Our performance is intense, especially when the whole band is present. We make a strong attempt to convey passion and emotion on stage. I’m a pretty introverted person, so I do my best to not be too chatty and awkward. I like to leave that to the folks that are good at it. As The Rust, we’ve recently become a four piece, and Stacey Steger is great at providing comic relief and filling in for my inadequacies there. I like to let her do the talking. We’ve also been fortunate to have material that translates well to a variety of situations. We’ve been able to play the same set of songs in both intimate, acoustic settings and big rock shows, which has allowed us to keep things fresh and interesting, both for ourselves and our audience.
This is certainly unpredictable, but with that comes a large degree of spontaneity, and it’s the spontaneity that most of us love as artists. I’m not sure that you can have one without the other, and I think you learn to embrace that trade-off, or we’ve had to, at least. That being said, we’ve certainly had our share of memorable experiences. We used to tour in a ’74 Chevy Argosy, which was a really wonderful old motor home, and we used to pack 4 or 5 (or more) people in there, when it was a vehicle that was really comfortable with 2 or 3 max. After we’d load all the equipment in, we’d end up with guys sitting on amps and sleeping on the floor, probably afraid a guitar case would fall on them in the middle of the night. We’d have to park this massive vehicle in some cramped space in downtown Houston or Austin, and then find a truck stop or Wal-Mart parking lot after the show. We had some great times in that old bus. Like a lot of bands, we have other great stories (and even better ones) too, but most are best told in private, and some I’ll just have to take with me to the grave.
Sharing the Stage
Over the years, I’ve had the good fortune of sharing the stage and meeting some prominent acts, wonderful musicians and really good people, such as Bob Schneider, Gary Clark Jr., Ian Moore, Malford Milligan, Hubert Sumlin and G.E. Smith. Some of the local artists that I really admire and respect for their music, character, and work ethic are Ramoth Gilead, Clint Alford and Ian Chandler of The Kid Icarus Project, and Wil Willoughby and Josh McGee of The Otis Jones Project. We’re fortunate to have developed some really fantastic friendships through music over the years with these musicians. Chance meetings in Austin also led to long term relationships with both Christopher Rains, whom I toured and recorded with, and Stacey Steger, my wife and current bandmate.
Venues and Festivals
There are so many great venues that stand out to me. Pioneer Pub in, LA stands out as one where Chris Rains and I had some really stellar shows. We also used to have some great nights a few years back at Headliners in Nacogdoches, especially with Stacey’s band that I was playing guitar with before The Rust was created. Both of those are not what you would typically think of as major music venues, but we’ve had some really magical nights there. Pancho & Lefty’s in Hare, TX no longer exists, but it was a great out of the way place with spectacular owners. We recently played in Shreveport at Bears on Fairfield, and it’s a renovated spot that’s run by a group of musicians that really care about the bands. For us, a lot of our experience comes down to the relationships we build with the management/ownership, and we’ve been fortunate to meet a lot of wonderful people along the way that really care about the music they’re bringing in.

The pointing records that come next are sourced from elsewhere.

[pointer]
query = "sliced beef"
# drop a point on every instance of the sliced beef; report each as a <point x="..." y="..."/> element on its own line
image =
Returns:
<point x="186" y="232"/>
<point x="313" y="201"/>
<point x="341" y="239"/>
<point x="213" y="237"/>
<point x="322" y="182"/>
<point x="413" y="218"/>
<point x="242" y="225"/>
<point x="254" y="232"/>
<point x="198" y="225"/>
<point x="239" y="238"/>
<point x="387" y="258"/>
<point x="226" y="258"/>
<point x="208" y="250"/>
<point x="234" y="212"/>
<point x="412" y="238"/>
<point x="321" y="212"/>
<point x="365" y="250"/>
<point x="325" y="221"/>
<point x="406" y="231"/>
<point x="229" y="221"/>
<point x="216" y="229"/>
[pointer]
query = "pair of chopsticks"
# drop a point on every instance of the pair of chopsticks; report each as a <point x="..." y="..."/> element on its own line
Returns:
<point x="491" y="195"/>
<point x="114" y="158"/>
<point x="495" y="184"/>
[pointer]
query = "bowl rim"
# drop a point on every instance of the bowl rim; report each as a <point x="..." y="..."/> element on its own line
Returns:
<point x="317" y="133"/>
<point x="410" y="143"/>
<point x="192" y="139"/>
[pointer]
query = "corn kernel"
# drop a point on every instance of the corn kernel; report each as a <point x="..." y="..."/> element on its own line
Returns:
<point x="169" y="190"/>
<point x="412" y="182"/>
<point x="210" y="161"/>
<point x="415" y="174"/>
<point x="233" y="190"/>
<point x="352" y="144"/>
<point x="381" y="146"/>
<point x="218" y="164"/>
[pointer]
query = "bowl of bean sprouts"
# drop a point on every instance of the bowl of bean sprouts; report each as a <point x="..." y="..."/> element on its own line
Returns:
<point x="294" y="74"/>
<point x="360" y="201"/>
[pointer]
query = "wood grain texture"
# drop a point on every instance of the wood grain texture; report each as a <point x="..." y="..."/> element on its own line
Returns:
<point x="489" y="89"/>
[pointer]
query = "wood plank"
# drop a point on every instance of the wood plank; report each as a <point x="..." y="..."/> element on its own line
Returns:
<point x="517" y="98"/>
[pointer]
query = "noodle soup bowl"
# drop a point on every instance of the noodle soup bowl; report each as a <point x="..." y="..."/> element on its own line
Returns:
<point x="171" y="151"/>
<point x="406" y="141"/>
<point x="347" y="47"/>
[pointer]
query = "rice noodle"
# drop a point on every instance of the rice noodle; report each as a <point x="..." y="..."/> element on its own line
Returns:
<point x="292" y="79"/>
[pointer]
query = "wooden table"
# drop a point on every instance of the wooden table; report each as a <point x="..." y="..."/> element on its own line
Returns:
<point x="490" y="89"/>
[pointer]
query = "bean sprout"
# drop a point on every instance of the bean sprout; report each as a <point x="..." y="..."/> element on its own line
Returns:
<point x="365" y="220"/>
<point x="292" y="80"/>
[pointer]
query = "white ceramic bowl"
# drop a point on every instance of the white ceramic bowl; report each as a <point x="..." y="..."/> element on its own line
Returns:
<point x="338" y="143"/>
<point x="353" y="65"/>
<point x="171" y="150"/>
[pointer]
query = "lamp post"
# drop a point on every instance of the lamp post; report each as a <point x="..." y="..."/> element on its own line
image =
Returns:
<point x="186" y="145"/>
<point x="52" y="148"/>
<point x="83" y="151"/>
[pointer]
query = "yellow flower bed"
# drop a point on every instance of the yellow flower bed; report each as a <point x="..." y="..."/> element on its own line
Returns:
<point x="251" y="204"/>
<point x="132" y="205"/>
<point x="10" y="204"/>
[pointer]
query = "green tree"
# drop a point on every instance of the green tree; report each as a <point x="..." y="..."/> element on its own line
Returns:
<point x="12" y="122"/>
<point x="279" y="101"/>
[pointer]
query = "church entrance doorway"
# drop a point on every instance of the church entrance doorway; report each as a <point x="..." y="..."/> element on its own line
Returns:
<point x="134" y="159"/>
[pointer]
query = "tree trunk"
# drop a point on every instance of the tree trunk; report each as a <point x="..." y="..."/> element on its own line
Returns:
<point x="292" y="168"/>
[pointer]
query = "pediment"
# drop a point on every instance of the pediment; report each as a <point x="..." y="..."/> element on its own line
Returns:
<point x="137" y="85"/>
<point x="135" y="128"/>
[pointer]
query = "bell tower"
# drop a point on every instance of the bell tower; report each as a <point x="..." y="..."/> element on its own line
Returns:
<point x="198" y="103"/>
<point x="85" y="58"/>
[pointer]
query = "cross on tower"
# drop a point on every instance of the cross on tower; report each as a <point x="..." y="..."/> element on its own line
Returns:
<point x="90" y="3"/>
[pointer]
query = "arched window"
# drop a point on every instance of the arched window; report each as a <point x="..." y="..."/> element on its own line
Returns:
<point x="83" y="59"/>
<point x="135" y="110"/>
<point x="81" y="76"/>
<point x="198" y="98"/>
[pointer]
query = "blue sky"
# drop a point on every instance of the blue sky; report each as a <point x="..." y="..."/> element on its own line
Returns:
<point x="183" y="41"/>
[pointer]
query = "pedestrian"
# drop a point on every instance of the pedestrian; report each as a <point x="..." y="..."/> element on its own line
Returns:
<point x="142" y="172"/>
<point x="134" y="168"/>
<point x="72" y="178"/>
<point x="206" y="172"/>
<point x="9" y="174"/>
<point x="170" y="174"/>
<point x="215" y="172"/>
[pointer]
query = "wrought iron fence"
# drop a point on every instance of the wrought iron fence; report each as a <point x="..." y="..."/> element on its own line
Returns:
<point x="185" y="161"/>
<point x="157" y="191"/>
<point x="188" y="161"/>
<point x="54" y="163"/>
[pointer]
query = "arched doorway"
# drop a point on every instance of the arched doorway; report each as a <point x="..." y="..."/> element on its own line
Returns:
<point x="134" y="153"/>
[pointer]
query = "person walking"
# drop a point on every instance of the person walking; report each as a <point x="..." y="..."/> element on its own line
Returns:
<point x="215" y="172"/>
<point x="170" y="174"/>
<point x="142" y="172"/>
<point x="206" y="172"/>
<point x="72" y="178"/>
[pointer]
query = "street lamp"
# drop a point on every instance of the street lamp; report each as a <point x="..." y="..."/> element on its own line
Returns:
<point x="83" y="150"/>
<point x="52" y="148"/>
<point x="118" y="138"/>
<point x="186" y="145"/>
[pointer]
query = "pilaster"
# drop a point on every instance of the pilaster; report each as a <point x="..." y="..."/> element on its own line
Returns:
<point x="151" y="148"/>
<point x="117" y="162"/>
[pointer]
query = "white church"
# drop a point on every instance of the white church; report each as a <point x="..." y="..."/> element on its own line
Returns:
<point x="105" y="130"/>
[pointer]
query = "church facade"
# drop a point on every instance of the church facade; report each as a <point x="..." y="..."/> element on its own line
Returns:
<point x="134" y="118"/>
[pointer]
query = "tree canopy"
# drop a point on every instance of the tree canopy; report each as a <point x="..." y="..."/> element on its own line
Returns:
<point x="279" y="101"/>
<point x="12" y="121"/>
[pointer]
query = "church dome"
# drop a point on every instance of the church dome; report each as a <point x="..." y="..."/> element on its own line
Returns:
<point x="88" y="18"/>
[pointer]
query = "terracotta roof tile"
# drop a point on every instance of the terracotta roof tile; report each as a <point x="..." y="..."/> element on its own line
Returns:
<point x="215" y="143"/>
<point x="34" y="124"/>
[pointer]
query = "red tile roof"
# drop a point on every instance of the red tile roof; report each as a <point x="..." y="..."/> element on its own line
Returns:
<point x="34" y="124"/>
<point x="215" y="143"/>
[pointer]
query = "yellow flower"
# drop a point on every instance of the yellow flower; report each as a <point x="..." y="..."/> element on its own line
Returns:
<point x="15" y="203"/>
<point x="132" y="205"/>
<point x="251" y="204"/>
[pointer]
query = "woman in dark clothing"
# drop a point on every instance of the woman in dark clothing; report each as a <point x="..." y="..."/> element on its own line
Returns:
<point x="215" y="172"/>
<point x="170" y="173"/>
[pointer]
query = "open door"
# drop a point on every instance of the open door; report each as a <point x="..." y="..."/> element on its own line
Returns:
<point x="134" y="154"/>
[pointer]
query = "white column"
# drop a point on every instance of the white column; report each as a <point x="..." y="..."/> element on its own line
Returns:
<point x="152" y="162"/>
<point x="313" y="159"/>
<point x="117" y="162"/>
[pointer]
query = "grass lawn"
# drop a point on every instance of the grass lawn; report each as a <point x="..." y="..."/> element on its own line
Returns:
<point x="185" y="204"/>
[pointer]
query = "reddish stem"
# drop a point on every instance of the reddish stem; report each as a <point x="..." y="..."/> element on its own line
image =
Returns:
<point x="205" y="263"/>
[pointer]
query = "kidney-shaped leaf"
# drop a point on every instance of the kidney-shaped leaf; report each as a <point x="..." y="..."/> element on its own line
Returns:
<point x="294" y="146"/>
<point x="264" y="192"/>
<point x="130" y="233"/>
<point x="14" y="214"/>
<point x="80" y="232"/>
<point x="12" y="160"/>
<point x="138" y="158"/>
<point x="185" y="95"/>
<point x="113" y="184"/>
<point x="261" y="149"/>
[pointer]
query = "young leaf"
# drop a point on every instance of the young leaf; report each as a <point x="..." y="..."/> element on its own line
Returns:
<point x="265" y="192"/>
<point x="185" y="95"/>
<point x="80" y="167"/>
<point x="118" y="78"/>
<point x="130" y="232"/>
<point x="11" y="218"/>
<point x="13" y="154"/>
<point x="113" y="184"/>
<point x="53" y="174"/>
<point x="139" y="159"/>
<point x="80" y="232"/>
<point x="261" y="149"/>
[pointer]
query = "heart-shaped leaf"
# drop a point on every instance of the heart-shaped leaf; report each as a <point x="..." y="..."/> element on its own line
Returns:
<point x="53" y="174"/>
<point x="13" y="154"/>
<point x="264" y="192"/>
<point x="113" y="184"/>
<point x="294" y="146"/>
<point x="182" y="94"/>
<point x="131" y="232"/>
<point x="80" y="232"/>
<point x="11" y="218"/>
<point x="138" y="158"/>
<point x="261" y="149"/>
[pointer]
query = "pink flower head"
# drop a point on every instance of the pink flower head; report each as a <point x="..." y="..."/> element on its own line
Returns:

With regard to festivals, I think my most memorable experience is probably The Red, White, and Blues Fest in Austin. We were the house band for the VIP after-party at Nuno’s downtown on 6th. A lot of the great blues legends that played the festival during the day would get up on stage with us and improv. It’s a pretty unforgettable moment when you’re standing next to and playing with guys like G.E. Smith and Hubert Sumlin.

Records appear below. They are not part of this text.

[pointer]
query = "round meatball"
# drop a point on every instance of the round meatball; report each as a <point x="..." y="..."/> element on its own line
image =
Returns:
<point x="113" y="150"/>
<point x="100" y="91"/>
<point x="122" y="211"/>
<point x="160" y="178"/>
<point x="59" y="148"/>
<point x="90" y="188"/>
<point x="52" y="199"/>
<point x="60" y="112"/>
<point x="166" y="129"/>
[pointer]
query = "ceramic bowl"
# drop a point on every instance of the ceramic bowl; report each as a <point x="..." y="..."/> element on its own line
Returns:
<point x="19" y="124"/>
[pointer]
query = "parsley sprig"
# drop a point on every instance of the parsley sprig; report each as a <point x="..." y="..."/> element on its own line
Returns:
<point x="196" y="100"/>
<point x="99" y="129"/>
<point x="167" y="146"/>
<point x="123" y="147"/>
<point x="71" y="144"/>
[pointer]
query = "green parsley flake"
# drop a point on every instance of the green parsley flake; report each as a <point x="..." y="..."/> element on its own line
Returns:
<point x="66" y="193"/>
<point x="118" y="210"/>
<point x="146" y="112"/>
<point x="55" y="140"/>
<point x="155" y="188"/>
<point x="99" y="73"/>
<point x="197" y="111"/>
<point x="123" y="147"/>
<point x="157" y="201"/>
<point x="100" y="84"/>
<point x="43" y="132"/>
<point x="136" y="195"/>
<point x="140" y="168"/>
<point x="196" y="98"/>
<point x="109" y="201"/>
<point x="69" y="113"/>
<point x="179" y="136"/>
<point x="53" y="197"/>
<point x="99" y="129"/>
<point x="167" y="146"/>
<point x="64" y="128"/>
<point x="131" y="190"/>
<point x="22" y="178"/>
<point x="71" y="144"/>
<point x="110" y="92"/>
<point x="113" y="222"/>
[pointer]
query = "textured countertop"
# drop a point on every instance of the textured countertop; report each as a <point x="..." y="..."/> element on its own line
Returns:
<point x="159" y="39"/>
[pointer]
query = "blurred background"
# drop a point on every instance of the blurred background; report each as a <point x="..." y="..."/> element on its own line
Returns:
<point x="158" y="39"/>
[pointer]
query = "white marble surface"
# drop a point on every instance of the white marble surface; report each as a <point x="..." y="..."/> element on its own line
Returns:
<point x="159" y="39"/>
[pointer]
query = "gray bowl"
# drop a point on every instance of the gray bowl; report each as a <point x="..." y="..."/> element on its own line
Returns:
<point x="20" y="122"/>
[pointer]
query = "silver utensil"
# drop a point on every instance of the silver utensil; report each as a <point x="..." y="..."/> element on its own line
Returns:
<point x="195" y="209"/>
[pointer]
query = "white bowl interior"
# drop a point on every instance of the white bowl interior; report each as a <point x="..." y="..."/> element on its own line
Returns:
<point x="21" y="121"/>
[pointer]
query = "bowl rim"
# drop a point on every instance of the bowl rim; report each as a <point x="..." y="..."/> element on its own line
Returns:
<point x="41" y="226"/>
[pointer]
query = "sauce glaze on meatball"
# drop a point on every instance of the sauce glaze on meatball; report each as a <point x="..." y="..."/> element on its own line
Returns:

Our current band lineup, with Adam Lamar, Stacey Steger, and Thomas Elam, is certainly the most enjoyable I’ve experienced thus far. Of course, Stacey and I have worked with Adam off and on for about seven years now, so that goes a long way. You really build a lot of trust during that time. Thomas Elam is our newest member, and we’re extremely excited to work with him. He’s an excellent musician with a great ear, great ideas, and a really strong work ethic. The best part about this band is that we can all sit in a room and relax and not even talk about music, necessarily. We’re genuinely friends as much as we are band mates. Coming from a place where I’ve had “hired hands” in the past, this is far more preferable and undoubtedly more sustainable long-term.
Christopher Rains and my father, Paul Davis, are also musicians that I’ve enjoyed working with. Chris played cello with me for many years and is one of the most passionate and artistic musicians I’ve ever been around. My father is an accomplished singer/songwriter, guitarist and pianist, and working with him, whether live or in a recording project, is always an incredible experience.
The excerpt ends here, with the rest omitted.